Вот так, дзяды. Мог бы и он сейчас кружить вместе с вами над землей. Был такой час: жизнь исходила, гасла, рвалась; за дубовой дверью подвала рядом со сторожем сидела его, Витовта, смерть, ждала, пока он сседеет, сгорит, покосится умом, станет тенью, дышащим трупом, и тогда четверо висельников приведут ее с кубком яда в руке. Так сердце шептало, а сердцу боги нашептывали — бойся, спеши, напрягись, срок истекает, к неживым причислил тебя великий князь Ягайла, окрестившийся на Якова. И он напрягся, обманул, обхитрил, вырвался из могилы. Укротил отчаяние, собрал волю, прирос к сгнившей соломе, не ел, не пил, позволял крысам сидеть на груди и просил гнусную свою стражу впустить жену для последнего прощания. Те радостно помчали к Ягайле — подыхает, шепчет увидеть княгиню. Ягайла сказал — пусть простятся. Крыс выбили, труху вымели, принесли топчан, шкуры, светец, и вошла Анна, а с ней две прислужницы. Спасение вошло. Неделю княгиня с девками приходили по утрам, в сумерках удалялись ночевать в слободу.
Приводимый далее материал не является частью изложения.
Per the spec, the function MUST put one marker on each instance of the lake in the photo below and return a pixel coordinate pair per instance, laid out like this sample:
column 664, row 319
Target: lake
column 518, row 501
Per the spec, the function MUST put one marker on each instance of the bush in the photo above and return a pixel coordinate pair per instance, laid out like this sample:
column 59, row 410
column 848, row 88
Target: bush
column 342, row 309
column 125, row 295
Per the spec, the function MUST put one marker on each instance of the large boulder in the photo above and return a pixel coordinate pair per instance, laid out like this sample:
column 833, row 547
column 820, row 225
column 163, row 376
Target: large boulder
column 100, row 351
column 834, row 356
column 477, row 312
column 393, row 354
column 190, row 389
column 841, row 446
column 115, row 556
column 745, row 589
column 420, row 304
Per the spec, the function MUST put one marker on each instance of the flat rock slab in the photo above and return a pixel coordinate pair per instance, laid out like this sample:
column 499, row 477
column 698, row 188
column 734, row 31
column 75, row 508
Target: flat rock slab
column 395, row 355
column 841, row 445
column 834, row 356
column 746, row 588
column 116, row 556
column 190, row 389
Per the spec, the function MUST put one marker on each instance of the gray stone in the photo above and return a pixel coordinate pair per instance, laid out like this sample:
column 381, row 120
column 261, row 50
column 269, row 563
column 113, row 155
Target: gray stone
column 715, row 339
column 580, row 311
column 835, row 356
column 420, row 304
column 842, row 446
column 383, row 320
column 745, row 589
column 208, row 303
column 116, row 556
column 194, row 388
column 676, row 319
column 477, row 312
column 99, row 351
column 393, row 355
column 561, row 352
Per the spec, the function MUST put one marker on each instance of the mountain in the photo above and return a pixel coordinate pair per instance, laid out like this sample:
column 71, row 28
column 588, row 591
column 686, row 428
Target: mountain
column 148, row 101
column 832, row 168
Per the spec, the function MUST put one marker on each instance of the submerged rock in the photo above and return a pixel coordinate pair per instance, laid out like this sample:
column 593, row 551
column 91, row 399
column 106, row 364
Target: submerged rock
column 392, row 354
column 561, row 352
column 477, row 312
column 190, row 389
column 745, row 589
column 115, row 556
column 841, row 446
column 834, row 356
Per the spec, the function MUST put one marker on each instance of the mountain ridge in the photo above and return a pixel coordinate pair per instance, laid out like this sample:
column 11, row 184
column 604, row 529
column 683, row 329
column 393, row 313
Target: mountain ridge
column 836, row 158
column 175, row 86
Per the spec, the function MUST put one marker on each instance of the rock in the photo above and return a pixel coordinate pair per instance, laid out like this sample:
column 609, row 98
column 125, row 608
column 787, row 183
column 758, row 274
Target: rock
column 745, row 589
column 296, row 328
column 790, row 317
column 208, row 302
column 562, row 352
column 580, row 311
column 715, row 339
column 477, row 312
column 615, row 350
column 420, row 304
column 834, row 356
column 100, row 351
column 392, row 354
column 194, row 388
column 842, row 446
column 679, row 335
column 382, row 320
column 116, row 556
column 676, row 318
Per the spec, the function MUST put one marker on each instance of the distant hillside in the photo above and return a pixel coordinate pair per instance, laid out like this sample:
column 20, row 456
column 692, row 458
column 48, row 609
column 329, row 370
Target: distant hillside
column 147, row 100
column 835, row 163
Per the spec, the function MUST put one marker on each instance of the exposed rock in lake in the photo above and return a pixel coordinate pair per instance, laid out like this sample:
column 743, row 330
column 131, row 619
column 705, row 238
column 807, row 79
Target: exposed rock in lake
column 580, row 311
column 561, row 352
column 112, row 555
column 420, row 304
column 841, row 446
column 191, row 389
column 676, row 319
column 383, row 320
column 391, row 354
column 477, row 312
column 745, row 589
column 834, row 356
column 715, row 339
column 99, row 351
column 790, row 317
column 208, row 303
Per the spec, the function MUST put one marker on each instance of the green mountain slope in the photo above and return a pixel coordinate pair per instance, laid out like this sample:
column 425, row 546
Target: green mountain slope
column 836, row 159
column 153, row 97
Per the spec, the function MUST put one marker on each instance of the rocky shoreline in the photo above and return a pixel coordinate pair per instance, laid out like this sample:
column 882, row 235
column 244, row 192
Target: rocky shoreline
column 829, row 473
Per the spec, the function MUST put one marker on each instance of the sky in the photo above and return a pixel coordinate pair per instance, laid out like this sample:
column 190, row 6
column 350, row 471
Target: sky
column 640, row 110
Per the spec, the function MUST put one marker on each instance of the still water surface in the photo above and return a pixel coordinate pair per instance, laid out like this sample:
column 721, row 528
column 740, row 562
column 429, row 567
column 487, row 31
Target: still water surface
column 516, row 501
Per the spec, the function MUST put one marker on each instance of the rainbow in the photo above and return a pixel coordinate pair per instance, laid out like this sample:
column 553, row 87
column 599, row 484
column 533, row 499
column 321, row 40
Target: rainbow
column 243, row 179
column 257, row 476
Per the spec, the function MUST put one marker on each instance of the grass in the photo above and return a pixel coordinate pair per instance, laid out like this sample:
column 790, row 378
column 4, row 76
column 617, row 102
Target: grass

И настал день — сладко вспомнить: он в платье девки вышел позади княгини во двор. Увидел небо, звезды зажигались в синеве, кликуны 4 выходили на стены, брамная стража ждала закрыть за княгиней ворота. Ему весело, у него в юбке корд, кто остановит — захрипит разрубленным горлом. Дурака не нашлось. Вышли из замка; за спиной стукнул в гнезде засов; зашагали по улице, тут легкий свист, кони, Волчкович привел бояр — знакомые лица, он в седло — воля! Воля и жизнь! А кроме воли — ничего. Чужой конь, чужой меч, чужой кафтан — Иван Росевич подал накрыться, жена с дочкой, два сына, брат Товтивил да полсотни бояр. Голову приклонить негде. Хлеба приходилось просить. Но вернул, дзяды, все возвратил, с лихвой. Девять годиков с малым перерывом старался, из них пять прусским немцам прослужил, великому магистру накланялся, ночевал в коморах, с Конрадом Валленродом Вильню осаживал. Клялся, рвал клятвы, сам немцев рубил. Заложников оставлял и всех выручил, кроме двух, которые всего княжества дороже, их в Кенигсберге рыцарь один отравил — Зомберг. Если вы здесь, дзяды Юрий, Иванка, знайте, будущим летом ему припомнится...
Стучали. Кто-то с удивительной смелостью стучал кулаком в дверь. Князь досадливо пошел отворить. Непривычно взбудораженный маршалок Чупурна, забыв поклониться, огорошил:
— Великий князь, глянь, кого Ильинич привел!
Так весело, ошалело было сказано, что Витовт бездумно подчинился и, как был бос, в портах, выпущенной рубахе, шагнул на дощатый, сырой с ночи настил. Внизу, посреди замкового двора, увидал толпу бояр, каких-то пленников, Ильинича в гордо-смиренной позе и сразу же выделил Свидригайлу. Сердце екнуло, затрепетало, и легко, глубоко, счастливо вздохнулось — взяли волка! Свидригайла глядел куда-то вверх, то ли на гонтовую крышу, то ли в небо, а скорее, почувствовал Витовт, избегал глядеть по сторонам, потому что во всех дверях, проходах, в замковых воротах плотно торчала любопытная челядь.